Amr’s job offer from Biden isn’t surprising. The Beirut-born Amr who grew up in Saudi Arabia had dived into politics as the director of ethnic outreach for Al Gore’s failed presidential campaign. And the Biden campaign listed Amr as one of its bundlers who fueled it with cash.
Greenfield wrote at length about Amr’s relationship with the Brookings Institution, a think tank funded by Qatar that has a long history of influencing U.S. policy on the Middle East. Qatar is not the only foreign power to finance a Beltway think tank – even Norway has one – but the Brookings Institution is among the most influential.
Amr was the founding director for the Brookings Center in Doha, Qatar. Greenfield noted that one of Amr’s constant policy concerns in recent years was urging the United States to give Hamas a seat at the table in negotiations between Israel and Palestine, and Qatar is “a major state sponsor” of Hamas.
Qatar is allied with Iran, a terrorism-sponsoring state that expects to receive much better treatment under the Biden administration than it experienced under President Donald Trump. Greenfield noted Amr is also a proponent of the Muslim Brotherhood, the international Islamist network that lay at the heart of the years-long dispute between Qatar and other Arab powers. The Trump administration debated formally designating the Muslim Brotherhood as a terrorist organization, and Sen. Ted Cruz (R-TX) reintroduced a bill to do so in December.
Greenfield quoted from a 2002 Amr op-ed published by UPI in which the future Biden administration member said he personally has not “advocated violence,” but understood why Palestinian militant groups would react violently against U.S. and Israeli policies, literally making a hoary “cycle of violence” argument that accepted terrorism as inevitable and placed a good deal of the blame on civilized nations for provoking it:
The last time I was personally involved in violence was in grade-school when some kid nastily pushed me around, stepped on my metal lunch box and I punched him in the nose. I have learned since then, that words carry more weight than punches.
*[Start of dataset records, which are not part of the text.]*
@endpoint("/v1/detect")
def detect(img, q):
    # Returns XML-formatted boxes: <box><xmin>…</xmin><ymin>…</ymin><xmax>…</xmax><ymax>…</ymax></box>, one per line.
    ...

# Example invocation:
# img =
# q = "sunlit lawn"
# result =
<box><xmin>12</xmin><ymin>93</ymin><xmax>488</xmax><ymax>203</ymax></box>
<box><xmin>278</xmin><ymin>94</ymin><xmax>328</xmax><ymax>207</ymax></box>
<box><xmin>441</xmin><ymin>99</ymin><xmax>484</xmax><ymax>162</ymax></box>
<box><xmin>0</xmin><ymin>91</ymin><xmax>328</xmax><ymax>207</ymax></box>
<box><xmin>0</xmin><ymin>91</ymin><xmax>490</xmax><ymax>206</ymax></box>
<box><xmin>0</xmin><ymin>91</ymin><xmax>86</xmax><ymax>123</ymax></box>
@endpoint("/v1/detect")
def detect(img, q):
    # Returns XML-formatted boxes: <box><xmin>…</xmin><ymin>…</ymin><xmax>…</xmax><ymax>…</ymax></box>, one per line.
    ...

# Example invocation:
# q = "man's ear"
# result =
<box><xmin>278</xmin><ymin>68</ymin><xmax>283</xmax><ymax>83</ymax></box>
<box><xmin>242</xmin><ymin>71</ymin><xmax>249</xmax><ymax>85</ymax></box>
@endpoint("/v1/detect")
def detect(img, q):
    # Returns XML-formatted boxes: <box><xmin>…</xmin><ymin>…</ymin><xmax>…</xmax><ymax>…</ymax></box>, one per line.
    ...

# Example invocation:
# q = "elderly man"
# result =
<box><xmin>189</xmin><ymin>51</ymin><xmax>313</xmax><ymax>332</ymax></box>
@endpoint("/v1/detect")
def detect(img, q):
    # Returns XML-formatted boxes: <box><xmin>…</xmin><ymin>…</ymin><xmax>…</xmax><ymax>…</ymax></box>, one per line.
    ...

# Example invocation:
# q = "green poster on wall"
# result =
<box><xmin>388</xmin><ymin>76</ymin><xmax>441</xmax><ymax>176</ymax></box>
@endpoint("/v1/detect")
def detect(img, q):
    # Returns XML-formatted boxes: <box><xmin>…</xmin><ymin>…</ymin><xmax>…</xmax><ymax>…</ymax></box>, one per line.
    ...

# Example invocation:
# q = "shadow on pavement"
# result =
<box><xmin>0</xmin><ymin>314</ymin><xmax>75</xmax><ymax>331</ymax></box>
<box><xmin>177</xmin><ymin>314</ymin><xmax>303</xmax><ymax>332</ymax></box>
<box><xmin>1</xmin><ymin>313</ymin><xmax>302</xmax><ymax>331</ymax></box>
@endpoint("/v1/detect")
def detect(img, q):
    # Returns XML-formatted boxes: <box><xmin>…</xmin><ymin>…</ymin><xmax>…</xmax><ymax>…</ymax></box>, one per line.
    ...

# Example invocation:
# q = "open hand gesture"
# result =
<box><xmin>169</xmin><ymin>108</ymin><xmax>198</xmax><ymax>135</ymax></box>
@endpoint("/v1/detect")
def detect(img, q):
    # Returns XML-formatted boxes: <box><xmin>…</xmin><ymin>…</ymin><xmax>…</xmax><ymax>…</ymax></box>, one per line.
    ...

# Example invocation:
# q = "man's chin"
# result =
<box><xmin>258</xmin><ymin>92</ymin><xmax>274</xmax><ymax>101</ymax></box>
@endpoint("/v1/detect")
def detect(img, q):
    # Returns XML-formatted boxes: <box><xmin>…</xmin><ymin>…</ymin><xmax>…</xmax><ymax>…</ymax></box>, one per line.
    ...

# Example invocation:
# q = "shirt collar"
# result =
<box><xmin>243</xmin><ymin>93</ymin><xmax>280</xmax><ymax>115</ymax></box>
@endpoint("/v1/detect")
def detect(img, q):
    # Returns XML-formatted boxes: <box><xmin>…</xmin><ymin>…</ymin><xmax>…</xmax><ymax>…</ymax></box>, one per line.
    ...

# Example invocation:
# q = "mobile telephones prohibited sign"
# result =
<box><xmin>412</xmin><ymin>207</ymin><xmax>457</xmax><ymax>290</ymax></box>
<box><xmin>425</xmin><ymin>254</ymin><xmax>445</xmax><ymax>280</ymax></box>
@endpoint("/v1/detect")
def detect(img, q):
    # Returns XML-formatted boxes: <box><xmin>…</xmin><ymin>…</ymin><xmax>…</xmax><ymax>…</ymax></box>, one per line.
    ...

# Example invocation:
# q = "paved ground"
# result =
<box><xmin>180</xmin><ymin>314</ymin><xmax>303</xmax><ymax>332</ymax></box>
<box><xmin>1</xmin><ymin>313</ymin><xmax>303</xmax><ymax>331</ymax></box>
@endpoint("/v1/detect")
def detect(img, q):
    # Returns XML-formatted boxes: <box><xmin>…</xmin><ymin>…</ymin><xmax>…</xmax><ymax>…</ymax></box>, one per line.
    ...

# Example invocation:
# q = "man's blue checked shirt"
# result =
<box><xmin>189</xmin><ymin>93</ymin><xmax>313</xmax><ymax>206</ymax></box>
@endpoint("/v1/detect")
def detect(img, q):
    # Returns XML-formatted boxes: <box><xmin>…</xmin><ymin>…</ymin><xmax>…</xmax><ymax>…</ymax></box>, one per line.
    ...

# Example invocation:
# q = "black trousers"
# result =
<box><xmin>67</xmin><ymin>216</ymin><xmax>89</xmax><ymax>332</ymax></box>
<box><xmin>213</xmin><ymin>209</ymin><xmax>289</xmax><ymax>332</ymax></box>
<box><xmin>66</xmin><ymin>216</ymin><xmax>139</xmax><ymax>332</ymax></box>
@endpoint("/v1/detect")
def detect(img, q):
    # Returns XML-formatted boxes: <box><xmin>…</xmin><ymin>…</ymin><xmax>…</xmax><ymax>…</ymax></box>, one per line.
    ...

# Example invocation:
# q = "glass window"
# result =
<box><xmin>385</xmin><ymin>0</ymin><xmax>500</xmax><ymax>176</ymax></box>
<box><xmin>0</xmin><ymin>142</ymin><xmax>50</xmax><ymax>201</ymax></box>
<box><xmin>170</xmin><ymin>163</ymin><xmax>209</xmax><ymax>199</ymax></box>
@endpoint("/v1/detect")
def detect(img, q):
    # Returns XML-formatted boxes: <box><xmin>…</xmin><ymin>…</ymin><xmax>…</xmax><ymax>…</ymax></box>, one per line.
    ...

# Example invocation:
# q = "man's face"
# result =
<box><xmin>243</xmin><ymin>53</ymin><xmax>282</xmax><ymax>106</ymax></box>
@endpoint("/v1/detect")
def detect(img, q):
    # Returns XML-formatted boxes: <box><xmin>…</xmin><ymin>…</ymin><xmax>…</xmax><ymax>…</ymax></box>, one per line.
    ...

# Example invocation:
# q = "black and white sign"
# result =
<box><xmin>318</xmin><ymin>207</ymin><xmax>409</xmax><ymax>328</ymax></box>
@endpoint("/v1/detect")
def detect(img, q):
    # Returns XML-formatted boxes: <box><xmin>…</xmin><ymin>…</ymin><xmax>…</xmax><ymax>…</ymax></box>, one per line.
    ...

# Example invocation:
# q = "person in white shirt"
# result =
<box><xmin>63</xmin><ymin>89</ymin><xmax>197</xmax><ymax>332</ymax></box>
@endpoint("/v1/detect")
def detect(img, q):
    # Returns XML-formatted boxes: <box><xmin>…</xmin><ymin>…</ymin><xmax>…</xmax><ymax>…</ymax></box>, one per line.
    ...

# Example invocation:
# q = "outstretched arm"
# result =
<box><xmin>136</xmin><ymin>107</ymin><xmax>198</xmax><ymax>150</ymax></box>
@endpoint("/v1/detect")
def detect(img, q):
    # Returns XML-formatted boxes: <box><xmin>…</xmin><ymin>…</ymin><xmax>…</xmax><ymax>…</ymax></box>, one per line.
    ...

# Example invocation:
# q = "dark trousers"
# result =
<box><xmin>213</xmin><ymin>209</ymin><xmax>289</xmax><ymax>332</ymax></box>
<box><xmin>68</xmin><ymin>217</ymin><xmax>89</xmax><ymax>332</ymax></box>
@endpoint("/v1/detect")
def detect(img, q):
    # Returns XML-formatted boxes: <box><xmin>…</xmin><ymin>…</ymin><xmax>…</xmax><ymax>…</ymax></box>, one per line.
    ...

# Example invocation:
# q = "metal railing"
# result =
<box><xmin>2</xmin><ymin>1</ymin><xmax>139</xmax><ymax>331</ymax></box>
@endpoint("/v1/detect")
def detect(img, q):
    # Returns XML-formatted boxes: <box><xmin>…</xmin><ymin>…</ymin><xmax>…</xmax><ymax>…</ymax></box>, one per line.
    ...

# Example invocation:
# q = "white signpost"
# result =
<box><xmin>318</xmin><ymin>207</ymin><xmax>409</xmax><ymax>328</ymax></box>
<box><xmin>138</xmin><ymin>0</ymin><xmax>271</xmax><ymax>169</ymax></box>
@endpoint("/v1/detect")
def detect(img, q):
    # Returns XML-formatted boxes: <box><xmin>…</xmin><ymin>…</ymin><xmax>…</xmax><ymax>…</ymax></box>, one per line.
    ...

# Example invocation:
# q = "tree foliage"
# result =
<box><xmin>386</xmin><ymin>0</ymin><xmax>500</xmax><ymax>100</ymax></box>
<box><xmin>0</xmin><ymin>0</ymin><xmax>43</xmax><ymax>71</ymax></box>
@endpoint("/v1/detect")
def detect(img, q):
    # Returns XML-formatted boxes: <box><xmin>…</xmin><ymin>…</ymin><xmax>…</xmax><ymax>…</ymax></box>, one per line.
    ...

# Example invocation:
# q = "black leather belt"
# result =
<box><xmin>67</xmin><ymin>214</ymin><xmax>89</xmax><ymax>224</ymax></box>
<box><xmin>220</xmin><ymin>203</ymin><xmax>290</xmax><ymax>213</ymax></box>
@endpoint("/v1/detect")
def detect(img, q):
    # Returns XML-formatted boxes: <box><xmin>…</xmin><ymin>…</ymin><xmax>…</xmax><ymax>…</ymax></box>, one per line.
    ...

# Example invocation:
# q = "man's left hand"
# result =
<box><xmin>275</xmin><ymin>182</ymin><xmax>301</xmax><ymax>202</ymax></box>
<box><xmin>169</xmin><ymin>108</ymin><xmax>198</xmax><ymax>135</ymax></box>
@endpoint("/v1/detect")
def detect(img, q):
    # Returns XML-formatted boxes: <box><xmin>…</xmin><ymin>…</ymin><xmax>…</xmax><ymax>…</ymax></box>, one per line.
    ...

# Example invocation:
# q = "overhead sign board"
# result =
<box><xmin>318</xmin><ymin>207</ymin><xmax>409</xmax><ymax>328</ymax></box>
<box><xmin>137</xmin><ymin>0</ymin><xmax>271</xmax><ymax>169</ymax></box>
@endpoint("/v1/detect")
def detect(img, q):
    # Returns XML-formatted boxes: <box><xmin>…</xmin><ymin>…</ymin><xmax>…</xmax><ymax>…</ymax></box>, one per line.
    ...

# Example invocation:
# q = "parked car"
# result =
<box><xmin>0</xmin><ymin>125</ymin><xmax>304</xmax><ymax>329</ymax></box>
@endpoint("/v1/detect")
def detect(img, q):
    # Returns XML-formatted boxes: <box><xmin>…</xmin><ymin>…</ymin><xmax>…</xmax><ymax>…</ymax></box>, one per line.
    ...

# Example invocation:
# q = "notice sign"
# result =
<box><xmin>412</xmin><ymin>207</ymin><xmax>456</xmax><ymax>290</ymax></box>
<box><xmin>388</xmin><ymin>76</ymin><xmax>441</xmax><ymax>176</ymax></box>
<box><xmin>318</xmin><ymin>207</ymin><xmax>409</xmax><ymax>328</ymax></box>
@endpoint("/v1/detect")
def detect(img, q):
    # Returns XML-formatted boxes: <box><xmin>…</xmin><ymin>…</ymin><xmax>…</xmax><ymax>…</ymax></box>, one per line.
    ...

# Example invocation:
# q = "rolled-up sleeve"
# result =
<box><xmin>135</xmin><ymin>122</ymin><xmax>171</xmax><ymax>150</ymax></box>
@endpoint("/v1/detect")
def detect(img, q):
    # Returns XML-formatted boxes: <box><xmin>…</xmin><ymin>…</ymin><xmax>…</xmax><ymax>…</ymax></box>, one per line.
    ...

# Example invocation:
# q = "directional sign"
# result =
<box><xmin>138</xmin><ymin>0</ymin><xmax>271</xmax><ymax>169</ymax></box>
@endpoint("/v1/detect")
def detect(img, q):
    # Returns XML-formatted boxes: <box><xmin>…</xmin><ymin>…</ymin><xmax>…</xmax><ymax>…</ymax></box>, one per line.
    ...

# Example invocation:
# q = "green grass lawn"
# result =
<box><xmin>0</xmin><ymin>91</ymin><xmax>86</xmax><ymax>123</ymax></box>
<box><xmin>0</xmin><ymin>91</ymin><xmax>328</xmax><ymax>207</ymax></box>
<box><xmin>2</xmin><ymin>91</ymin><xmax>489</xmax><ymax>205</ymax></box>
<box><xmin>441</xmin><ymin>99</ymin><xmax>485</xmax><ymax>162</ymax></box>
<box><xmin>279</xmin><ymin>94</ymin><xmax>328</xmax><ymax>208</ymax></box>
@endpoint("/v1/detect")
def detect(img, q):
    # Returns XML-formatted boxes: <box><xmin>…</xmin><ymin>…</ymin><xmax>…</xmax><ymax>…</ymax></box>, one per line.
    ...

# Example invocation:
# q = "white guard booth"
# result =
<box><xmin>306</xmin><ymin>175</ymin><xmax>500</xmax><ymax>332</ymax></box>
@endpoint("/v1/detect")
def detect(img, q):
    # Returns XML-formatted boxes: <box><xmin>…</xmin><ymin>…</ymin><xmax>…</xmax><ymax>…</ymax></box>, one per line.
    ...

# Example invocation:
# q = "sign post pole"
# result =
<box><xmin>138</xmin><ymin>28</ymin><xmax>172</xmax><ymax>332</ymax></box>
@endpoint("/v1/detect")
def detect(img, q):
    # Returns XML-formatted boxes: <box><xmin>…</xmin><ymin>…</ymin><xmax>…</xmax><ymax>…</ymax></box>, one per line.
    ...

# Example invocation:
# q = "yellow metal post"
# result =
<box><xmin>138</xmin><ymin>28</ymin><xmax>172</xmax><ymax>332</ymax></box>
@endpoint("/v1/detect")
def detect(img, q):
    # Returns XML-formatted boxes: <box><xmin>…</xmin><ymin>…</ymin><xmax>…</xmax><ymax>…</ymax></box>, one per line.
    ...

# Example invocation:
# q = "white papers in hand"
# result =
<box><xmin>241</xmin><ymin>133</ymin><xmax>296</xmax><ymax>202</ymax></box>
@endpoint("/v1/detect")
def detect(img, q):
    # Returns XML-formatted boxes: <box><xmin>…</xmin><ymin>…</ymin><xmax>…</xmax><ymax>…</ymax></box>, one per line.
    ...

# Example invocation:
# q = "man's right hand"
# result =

But I have news for [then-Israeli Prime Minister Ariel] Sharon, and I have news for every Israeli: a very large proportion of the more than 150 million children and youth in the Arab World now have televisions, and they will never, never forget what the Israeli people, the Israeli military and Israeli democracy have done to Palestinian children. And there will be thousands who will seek to avenge these brutal murders of innocents, instead of wanting to move to Vermont like me in disgust and horror.
It frightens me to say this, but I also have news for my fellow Americans. Our weapons, our tax dollars and our blessings have enabled Sharon to perpetuate these brutal attacks against civilians. We too shouldn’t be shocked when our military assistance to Israel and our security council vetoes that keep on protecting Israel come back to haunt us. That’s just the way a large part of the Arab World sees it.
This line of thinking has been drearily commonplace among left-wing foreign policy analysts for decades, but it would seem problematic at a moment when the administration in power spent its first weeks declaring that political violence is completely inexcusable and the grievances of the perpetrators are irrelevant.
Amr was reportedly involved on Monday in the first official contact between the Biden administration and Palestinian officials. The U.S. State Department did not officially comment on the call, but Palestinian officials said it was “a constructive conversation, and further communications were agreed upon.”